What we have, in the long run, is subversion of the traffic-operating knowledge that allows our traffic to operate smoothly and safely. The superstitions embodied in bike-lane design encourage both motorists and cyclists to operate in dangerous ways that contradict the standard traffic laws, in the mistaken belief that these are safer.

The subject report is one more piece of evidence that the National Bicycle-Traffic Program is being run according to the Cyclist-Inferiority Phobia, which provides its only pseudo-intellectual support.
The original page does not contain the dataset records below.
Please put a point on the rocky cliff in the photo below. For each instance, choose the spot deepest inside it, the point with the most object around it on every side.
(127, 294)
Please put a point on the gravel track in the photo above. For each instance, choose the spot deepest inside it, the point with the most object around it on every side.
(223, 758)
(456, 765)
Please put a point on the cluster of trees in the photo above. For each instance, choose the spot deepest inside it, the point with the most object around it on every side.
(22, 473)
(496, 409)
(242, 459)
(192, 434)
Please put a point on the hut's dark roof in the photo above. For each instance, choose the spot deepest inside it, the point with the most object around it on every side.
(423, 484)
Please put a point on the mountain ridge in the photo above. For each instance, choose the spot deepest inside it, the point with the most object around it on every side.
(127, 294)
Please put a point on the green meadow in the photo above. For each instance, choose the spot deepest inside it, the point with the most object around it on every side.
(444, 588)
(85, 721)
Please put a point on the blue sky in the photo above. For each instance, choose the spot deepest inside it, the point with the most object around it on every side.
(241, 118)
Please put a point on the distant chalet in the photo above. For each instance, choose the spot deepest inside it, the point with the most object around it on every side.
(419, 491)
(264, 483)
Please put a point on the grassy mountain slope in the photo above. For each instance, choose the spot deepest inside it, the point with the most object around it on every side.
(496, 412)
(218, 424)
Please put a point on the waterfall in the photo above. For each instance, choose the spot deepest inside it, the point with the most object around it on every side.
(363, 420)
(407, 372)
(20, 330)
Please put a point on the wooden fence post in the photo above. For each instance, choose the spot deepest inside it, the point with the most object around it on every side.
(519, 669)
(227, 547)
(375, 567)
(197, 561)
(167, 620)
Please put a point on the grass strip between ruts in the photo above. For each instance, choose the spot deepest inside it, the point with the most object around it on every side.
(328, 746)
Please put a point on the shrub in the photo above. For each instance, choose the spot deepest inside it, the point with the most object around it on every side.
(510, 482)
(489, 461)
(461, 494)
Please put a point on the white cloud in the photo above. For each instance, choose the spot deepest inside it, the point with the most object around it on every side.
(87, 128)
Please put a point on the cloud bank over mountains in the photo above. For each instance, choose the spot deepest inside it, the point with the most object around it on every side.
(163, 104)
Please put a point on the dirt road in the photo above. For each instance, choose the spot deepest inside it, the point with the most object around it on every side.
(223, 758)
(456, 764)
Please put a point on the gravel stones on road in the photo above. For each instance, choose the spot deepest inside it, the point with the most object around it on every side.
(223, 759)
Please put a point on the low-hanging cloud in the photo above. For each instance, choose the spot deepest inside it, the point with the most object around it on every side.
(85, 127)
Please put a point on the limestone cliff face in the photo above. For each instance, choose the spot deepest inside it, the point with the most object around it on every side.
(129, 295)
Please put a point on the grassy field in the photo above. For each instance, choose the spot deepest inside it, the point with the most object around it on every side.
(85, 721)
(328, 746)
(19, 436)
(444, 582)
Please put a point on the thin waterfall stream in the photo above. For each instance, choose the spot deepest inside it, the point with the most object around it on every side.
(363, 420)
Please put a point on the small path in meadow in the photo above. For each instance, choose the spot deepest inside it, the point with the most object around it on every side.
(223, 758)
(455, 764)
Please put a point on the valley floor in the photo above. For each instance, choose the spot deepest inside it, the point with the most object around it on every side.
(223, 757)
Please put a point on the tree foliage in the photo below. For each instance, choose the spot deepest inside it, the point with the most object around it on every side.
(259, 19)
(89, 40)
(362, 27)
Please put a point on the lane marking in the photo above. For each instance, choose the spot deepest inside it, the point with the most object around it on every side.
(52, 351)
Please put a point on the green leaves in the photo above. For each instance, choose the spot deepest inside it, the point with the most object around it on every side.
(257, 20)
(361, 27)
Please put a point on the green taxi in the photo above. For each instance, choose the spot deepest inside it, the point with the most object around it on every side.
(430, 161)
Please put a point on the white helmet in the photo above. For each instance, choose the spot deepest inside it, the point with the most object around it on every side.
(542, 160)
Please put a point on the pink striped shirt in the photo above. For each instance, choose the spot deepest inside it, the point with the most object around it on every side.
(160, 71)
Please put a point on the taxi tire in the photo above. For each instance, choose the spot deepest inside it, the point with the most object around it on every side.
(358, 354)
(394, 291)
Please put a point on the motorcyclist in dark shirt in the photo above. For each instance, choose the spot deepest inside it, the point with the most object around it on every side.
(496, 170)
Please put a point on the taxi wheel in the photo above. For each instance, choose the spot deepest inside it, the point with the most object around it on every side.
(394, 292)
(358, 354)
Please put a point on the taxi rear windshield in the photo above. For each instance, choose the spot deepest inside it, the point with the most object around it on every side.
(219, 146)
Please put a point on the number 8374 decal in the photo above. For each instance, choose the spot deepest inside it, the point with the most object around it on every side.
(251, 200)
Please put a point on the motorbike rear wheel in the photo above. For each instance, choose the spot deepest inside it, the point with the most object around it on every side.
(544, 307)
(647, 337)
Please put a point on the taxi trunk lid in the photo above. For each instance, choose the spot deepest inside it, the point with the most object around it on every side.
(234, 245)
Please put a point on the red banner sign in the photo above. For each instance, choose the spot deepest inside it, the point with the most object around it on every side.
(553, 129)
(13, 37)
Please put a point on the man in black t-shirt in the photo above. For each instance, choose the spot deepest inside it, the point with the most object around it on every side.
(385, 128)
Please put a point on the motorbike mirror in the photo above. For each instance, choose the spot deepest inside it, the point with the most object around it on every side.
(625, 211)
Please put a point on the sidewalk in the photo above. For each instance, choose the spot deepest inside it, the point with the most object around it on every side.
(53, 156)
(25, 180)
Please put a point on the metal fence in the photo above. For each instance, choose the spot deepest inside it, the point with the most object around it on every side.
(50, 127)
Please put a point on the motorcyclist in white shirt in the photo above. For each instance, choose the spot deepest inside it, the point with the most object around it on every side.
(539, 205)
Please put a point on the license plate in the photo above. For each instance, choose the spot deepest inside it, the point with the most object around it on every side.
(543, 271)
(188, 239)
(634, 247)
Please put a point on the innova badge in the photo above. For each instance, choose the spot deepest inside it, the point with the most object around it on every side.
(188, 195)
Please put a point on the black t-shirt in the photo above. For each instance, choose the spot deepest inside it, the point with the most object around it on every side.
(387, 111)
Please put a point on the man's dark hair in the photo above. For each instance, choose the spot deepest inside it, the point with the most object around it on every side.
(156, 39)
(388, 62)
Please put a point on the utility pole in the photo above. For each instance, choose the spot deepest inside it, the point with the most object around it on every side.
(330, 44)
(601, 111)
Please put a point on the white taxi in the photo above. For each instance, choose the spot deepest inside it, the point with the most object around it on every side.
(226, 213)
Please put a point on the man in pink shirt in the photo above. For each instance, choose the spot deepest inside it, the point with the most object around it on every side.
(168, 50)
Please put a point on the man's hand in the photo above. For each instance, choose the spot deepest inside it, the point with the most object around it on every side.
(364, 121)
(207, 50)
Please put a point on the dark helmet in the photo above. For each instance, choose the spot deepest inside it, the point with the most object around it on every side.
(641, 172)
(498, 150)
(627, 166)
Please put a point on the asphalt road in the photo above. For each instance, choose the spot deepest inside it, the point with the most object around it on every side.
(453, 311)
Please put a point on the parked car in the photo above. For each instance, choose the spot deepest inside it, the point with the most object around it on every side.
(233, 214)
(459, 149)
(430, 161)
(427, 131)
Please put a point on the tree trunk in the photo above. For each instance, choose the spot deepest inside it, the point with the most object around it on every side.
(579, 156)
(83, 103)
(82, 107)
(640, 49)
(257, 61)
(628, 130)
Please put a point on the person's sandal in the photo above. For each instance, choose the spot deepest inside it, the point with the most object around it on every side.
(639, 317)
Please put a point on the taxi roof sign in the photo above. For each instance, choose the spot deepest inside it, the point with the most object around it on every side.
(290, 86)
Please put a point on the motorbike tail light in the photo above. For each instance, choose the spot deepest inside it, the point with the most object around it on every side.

7.2 How to Rescue the National Bicycle-Traffic Program

There is only one known way for cyclists to operate safely and efficiently in areas where there is other traffic. That is, for all that traffic to operate according to the traffic laws for drivers of vehicles. We have made that impossible in the case of pedestrian traffic, so that it is extremely dangerous for cyclists to operate in the normal manner when around pedestrians. We are on the road to making that impossible in the case of cyclists and motor traffic. That course must be reversed. The National Bicycle-Traffic Program must be changed to facilitate and require that both motorists and cyclists operate according to the standard traffic laws for drivers of vehicles, with facilities designed accordingly.

We must replace the present national bicycling policy of the Cyclist-Inferiority Phobia with the Vehicular-Cycling Principle.